Gleichwohl überzeugt die Entscheidung im Ergebnis: Würde man den Anspruch erst im Endmontagestadium gewähren, entstünden zufällige Schutzlücken zulasten derjenigen Käufer, die den Mangel im Rahmen eines vorhergehenden Fertigungsstadiums entdecken. Der BGH wahrt mit seiner Auslegung den Zweck des Gesetzes – nämlich Handwerker und Unternehmer von hohen Nachbesserungskosten zu entlasten.
Zukunftsausblick
Auch wenn die Entscheidung des BGH kritikwürdig ist, wird sich die Praxis an ihr orientieren müssen. Derartige Vorfertigungsprozesse sind in der Industrie an der Tagesordnung. Insbesondere für Händler kann dies zu einer spürbaren Belastung werden, wenn sie gegen den Hersteller keinen Regress nehmen können, weil solche Rückgriffsansprüche vom verhandlungsstärkeren Hersteller vertraglich ausgeschlossen wurden. Zudem besteht bei grenzüberschreitenden Verträgen und der Anwendbarkeit von ausländischem Recht die Gefahr, dass die Regressmöglichkeit erschwert ist.

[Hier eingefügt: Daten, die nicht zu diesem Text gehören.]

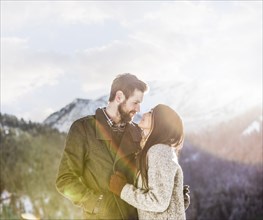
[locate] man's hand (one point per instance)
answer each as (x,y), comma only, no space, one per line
(186,191)
(117,182)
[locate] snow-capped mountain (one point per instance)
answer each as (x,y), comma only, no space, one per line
(76,109)
(201,105)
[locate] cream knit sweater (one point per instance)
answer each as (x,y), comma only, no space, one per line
(164,199)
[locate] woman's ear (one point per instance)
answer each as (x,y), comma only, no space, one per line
(120,97)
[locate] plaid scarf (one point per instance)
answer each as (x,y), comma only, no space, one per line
(112,124)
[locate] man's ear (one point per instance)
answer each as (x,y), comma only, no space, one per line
(120,97)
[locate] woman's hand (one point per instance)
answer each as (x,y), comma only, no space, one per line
(117,182)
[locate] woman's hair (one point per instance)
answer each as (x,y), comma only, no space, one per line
(167,128)
(127,83)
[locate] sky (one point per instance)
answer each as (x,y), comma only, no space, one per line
(53,52)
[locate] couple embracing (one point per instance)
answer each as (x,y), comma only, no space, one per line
(116,169)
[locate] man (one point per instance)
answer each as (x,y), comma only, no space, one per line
(97,146)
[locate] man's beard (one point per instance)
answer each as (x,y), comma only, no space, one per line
(125,116)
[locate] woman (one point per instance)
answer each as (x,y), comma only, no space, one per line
(159,186)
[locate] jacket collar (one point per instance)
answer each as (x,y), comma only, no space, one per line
(103,130)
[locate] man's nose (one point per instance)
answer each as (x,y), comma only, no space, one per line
(138,108)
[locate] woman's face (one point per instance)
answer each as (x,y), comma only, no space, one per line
(146,121)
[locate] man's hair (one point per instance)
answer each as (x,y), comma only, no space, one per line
(126,83)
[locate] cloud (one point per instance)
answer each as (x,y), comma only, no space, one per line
(24,70)
(45,43)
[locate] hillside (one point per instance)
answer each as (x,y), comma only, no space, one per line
(221,189)
(202,105)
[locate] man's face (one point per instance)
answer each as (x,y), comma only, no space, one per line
(129,107)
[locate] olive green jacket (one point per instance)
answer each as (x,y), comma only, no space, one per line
(89,160)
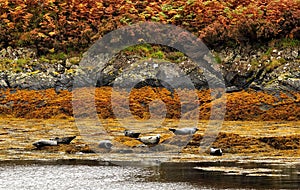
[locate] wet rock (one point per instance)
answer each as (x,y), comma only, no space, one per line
(64,82)
(32,81)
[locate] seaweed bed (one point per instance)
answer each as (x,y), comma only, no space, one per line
(256,123)
(244,105)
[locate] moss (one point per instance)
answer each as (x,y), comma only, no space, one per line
(22,62)
(175,56)
(217,58)
(274,64)
(288,42)
(158,55)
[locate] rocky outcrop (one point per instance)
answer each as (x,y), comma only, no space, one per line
(262,68)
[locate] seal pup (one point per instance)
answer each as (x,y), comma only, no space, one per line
(131,134)
(150,140)
(107,144)
(184,131)
(216,152)
(45,142)
(64,140)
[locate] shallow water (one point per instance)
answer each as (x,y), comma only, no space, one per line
(231,171)
(167,176)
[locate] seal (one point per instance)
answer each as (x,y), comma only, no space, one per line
(106,144)
(64,140)
(149,140)
(184,131)
(131,134)
(44,142)
(216,152)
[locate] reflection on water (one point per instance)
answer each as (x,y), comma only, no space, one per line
(166,176)
(82,177)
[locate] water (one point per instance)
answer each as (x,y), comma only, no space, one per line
(166,176)
(73,171)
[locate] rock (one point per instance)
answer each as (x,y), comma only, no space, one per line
(232,89)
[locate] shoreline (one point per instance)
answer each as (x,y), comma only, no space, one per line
(239,140)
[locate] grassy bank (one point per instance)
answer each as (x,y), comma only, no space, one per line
(64,26)
(244,105)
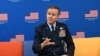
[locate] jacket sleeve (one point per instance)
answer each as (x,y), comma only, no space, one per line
(36,47)
(70,43)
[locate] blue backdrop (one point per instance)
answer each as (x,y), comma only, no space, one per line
(13,13)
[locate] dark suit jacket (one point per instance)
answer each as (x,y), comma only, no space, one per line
(43,31)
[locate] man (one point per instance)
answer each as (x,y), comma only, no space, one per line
(50,37)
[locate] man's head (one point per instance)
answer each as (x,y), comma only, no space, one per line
(53,13)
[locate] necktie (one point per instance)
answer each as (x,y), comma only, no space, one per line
(52,28)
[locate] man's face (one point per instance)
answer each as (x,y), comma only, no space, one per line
(52,15)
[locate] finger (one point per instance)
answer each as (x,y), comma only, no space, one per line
(51,43)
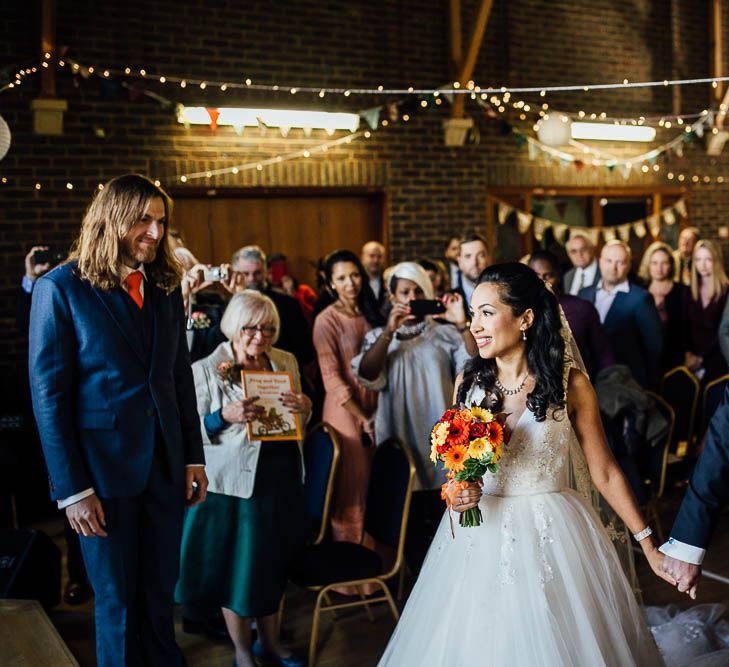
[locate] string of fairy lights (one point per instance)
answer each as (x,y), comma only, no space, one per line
(495,101)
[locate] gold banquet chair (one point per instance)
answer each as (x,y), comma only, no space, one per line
(680,389)
(321,568)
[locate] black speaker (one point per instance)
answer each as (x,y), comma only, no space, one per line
(30,567)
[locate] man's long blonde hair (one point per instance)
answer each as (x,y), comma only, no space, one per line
(112,213)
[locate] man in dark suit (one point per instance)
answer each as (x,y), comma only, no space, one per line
(585,271)
(707,494)
(114,399)
(628,315)
(249,272)
(373,259)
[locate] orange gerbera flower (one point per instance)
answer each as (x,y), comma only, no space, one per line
(455,457)
(458,432)
(495,433)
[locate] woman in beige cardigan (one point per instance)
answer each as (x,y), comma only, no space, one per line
(237,545)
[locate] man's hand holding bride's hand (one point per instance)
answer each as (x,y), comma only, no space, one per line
(655,560)
(467,497)
(685,575)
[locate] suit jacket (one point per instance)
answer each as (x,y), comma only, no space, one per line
(708,489)
(570,276)
(590,337)
(100,397)
(633,327)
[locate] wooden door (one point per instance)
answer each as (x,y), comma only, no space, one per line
(302,228)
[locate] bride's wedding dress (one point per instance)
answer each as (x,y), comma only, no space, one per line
(537,584)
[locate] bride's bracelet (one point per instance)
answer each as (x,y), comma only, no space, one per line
(646,532)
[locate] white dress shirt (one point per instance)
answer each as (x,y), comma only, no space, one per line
(125,271)
(604,298)
(682,551)
(583,277)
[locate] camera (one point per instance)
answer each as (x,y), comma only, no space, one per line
(215,274)
(51,257)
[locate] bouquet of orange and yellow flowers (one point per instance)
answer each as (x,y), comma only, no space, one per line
(469,442)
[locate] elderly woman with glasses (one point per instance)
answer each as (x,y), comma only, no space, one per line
(238,544)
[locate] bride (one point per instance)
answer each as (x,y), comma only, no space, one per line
(539,582)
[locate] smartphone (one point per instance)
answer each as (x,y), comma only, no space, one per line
(50,256)
(215,274)
(423,307)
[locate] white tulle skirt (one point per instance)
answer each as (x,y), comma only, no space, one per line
(538,584)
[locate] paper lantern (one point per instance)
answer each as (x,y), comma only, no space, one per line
(4,138)
(554,131)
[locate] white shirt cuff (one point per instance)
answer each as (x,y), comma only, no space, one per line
(681,551)
(65,502)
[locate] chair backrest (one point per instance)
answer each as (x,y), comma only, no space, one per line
(713,393)
(658,463)
(321,457)
(680,389)
(388,501)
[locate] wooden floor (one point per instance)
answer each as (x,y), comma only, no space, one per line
(351,640)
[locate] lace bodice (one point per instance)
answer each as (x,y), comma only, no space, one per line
(536,460)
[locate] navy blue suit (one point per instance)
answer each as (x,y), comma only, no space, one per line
(708,489)
(115,403)
(634,328)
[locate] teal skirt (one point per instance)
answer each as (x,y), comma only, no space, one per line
(236,552)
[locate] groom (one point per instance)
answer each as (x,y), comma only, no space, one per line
(114,399)
(708,492)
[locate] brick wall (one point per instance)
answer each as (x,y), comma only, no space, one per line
(433,191)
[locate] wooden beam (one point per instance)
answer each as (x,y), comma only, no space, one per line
(716,49)
(48,45)
(474,46)
(456,39)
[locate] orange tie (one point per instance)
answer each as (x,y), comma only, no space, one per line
(133,281)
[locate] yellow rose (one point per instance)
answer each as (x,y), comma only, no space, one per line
(482,414)
(479,447)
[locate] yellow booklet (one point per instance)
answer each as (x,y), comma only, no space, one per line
(277,422)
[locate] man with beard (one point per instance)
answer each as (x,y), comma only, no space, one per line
(115,404)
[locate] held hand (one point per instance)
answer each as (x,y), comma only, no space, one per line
(468,497)
(87,517)
(242,412)
(196,485)
(34,271)
(655,560)
(297,403)
(454,309)
(685,574)
(400,314)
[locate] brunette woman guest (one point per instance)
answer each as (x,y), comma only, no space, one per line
(705,305)
(658,270)
(350,408)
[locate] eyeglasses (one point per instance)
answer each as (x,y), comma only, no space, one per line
(266,332)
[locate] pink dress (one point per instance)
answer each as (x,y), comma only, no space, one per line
(338,339)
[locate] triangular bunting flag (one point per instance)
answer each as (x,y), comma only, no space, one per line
(524,221)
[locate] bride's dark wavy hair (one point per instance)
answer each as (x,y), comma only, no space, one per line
(520,288)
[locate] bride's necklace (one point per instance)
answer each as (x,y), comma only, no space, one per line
(411,330)
(510,392)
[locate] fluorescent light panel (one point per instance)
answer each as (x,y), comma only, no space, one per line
(288,118)
(610,132)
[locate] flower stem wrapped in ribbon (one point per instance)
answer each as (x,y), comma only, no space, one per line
(469,442)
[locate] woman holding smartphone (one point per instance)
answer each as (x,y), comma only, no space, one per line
(412,362)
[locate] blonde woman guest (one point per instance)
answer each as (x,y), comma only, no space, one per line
(237,546)
(339,331)
(709,288)
(658,271)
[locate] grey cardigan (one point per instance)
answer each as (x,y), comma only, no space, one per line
(231,458)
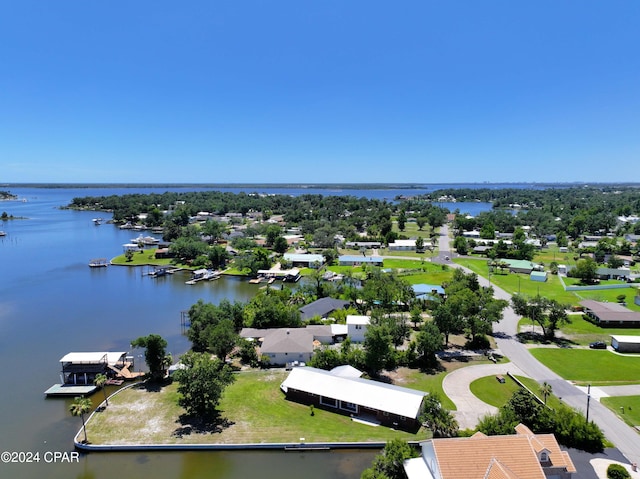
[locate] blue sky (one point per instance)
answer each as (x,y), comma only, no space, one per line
(315,92)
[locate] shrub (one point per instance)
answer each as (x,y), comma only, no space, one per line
(617,471)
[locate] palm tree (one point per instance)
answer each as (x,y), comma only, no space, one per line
(100,381)
(79,407)
(546,390)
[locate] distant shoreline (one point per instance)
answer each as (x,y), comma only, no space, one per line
(346,186)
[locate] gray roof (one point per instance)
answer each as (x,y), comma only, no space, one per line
(322,307)
(288,340)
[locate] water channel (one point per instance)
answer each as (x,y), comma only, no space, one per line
(52,303)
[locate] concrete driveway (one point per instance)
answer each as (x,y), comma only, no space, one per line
(470,409)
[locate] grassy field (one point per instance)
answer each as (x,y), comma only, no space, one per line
(141,258)
(489,390)
(586,366)
(514,283)
(626,407)
(254,407)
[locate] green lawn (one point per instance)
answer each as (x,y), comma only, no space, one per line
(586,366)
(142,258)
(489,390)
(255,407)
(626,407)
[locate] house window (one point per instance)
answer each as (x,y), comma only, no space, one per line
(348,406)
(325,401)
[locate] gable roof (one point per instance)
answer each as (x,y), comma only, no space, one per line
(363,392)
(322,307)
(499,457)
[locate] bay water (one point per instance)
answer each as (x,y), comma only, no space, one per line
(52,303)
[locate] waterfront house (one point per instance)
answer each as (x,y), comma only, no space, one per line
(357,327)
(303,260)
(82,368)
(524,455)
(322,308)
(611,315)
(344,392)
(358,260)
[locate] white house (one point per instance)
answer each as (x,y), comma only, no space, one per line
(357,327)
(403,245)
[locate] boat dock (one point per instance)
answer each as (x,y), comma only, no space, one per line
(70,390)
(203,275)
(98,263)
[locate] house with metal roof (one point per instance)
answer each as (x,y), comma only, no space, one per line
(363,399)
(611,314)
(322,307)
(304,260)
(357,327)
(524,455)
(358,260)
(428,291)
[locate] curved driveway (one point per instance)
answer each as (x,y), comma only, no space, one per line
(625,438)
(456,386)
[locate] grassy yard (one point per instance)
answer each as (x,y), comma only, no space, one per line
(489,390)
(254,407)
(514,283)
(142,258)
(626,407)
(586,366)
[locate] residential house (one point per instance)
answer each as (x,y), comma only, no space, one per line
(343,391)
(357,327)
(524,455)
(363,244)
(303,260)
(625,344)
(403,245)
(611,315)
(428,291)
(322,308)
(358,260)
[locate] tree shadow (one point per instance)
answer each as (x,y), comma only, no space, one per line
(152,386)
(537,338)
(197,425)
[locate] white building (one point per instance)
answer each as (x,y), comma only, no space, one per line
(357,327)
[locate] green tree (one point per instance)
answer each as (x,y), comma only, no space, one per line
(428,343)
(546,390)
(155,354)
(222,338)
(201,384)
(436,418)
(585,270)
(548,313)
(377,347)
(389,464)
(79,407)
(280,245)
(402,220)
(101,381)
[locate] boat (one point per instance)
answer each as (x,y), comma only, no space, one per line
(98,263)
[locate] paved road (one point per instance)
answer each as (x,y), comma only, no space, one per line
(625,438)
(456,386)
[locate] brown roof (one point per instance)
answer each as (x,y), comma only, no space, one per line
(499,457)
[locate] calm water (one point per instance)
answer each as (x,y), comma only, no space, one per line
(51,303)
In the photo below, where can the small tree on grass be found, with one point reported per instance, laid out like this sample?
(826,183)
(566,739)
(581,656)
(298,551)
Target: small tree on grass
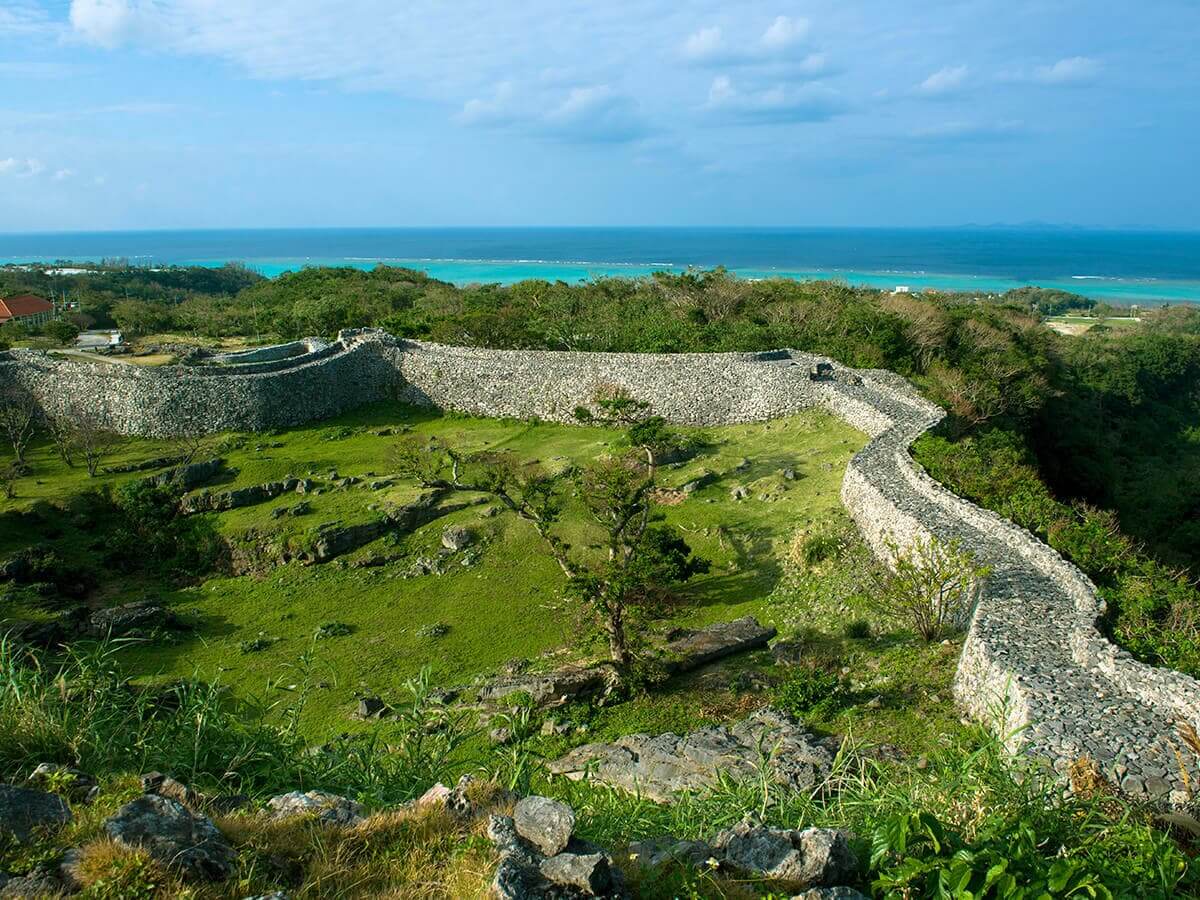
(93,441)
(933,587)
(18,420)
(617,407)
(642,561)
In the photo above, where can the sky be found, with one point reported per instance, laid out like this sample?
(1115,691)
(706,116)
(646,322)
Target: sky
(129,114)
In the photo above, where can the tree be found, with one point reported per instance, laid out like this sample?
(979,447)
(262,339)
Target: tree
(642,562)
(18,420)
(61,331)
(933,587)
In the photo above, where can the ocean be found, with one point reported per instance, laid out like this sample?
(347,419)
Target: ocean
(1143,267)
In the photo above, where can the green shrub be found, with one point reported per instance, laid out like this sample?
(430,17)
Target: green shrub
(811,691)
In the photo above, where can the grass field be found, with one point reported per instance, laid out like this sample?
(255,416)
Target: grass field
(501,599)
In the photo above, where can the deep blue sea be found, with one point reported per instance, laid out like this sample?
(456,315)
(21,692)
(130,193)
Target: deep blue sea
(1127,267)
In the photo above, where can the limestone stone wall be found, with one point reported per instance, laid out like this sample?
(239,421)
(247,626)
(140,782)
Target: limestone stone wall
(1033,664)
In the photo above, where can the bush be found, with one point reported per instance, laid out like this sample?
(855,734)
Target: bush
(811,691)
(931,587)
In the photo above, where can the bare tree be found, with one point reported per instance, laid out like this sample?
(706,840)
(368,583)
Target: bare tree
(94,441)
(18,420)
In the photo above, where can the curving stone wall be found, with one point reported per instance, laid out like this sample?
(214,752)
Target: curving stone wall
(1033,664)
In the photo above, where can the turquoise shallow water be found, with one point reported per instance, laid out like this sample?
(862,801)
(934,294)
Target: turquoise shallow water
(1123,267)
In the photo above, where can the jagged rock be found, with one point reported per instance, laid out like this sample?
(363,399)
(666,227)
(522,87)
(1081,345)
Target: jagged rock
(189,477)
(707,645)
(174,835)
(703,479)
(587,871)
(166,786)
(328,808)
(808,858)
(456,538)
(372,708)
(665,765)
(23,809)
(838,893)
(216,502)
(77,784)
(545,823)
(657,851)
(555,688)
(127,618)
(787,653)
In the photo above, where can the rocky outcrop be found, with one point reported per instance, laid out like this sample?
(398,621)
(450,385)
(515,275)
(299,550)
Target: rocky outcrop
(174,835)
(714,642)
(661,766)
(221,501)
(24,810)
(540,859)
(325,808)
(130,618)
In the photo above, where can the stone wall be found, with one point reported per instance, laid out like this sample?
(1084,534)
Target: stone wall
(1033,665)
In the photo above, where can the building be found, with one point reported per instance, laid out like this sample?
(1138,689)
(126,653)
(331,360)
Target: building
(25,309)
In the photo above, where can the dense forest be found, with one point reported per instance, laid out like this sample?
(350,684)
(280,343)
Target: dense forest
(1092,442)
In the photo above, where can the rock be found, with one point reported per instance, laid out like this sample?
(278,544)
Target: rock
(173,835)
(166,786)
(838,893)
(545,823)
(502,831)
(555,688)
(697,648)
(130,618)
(657,851)
(703,479)
(808,858)
(328,808)
(76,784)
(661,766)
(456,538)
(372,708)
(23,809)
(587,871)
(787,653)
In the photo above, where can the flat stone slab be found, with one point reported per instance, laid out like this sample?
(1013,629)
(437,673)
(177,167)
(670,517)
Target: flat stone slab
(663,766)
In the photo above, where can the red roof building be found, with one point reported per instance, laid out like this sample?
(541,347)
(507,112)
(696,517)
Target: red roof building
(25,309)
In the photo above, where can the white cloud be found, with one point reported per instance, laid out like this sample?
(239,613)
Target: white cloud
(774,105)
(1074,70)
(945,81)
(587,113)
(22,168)
(778,42)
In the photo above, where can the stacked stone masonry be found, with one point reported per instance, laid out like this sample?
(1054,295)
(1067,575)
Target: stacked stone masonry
(1033,664)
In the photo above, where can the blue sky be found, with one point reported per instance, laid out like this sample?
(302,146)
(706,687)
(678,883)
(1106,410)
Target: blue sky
(249,113)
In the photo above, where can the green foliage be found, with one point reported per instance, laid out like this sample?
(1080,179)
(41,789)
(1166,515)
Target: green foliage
(811,691)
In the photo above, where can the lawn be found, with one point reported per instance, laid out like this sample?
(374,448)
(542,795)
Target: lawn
(499,600)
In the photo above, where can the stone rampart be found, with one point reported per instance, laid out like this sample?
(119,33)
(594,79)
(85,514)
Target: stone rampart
(1033,664)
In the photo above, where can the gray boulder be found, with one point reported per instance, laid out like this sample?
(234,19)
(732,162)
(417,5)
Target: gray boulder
(839,893)
(661,766)
(327,808)
(589,873)
(456,538)
(808,858)
(129,618)
(545,823)
(23,809)
(174,835)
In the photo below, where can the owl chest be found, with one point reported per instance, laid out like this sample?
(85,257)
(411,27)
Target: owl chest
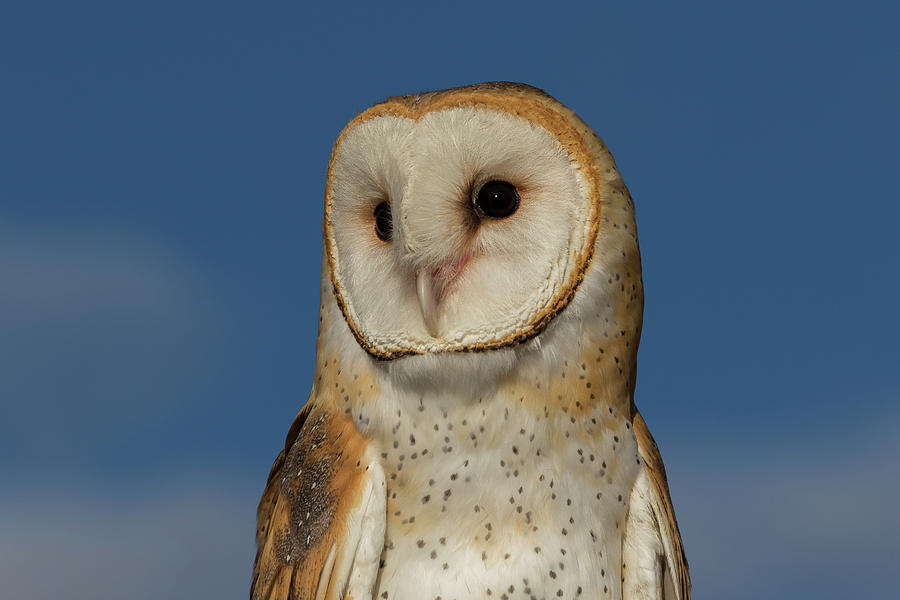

Mit Blick auf die europäische Warenkaufrichtlinie, die seit 2022 gilt, ist zu erwarten, dass der Anwendungsbereich des § 439 Abs. 3 BGB weiter ausgedehnt wird. Die Richtlinie spricht ausdrücklich von „Montage“ und „Installation“ einer Ware – Begriffe, die eine noch weitere Auslegung zulassen könnten.
Fazit
Die Entscheidung des BGH zum Ersatz von Aufwendungen bei Rückbau im Vorfertigungsprozess markiert einen Meilenstein im Kauf- und Gewährleistungsrecht. Sie erweitert den Anwendungsbereich des § 439 Abs. 3 BGB und schützt Käufer auch dann, wenn Mängel bereits während der Vorfertigung auftreten.
Rechtlich fügt sich die Entscheidung in die Linie einer käuferfreundlichen Auslegung des Gewährleistungsrechts ein, die sowohl mit dem Gesetzeszweck als auch mit den unionsrechtlichen Vorgaben im Einklang steht. Unternehmen sollten ihre Vertragsgestaltung und ihre Reklamationsprozesse künftig an dieser neuen Rechtslage ausrichten.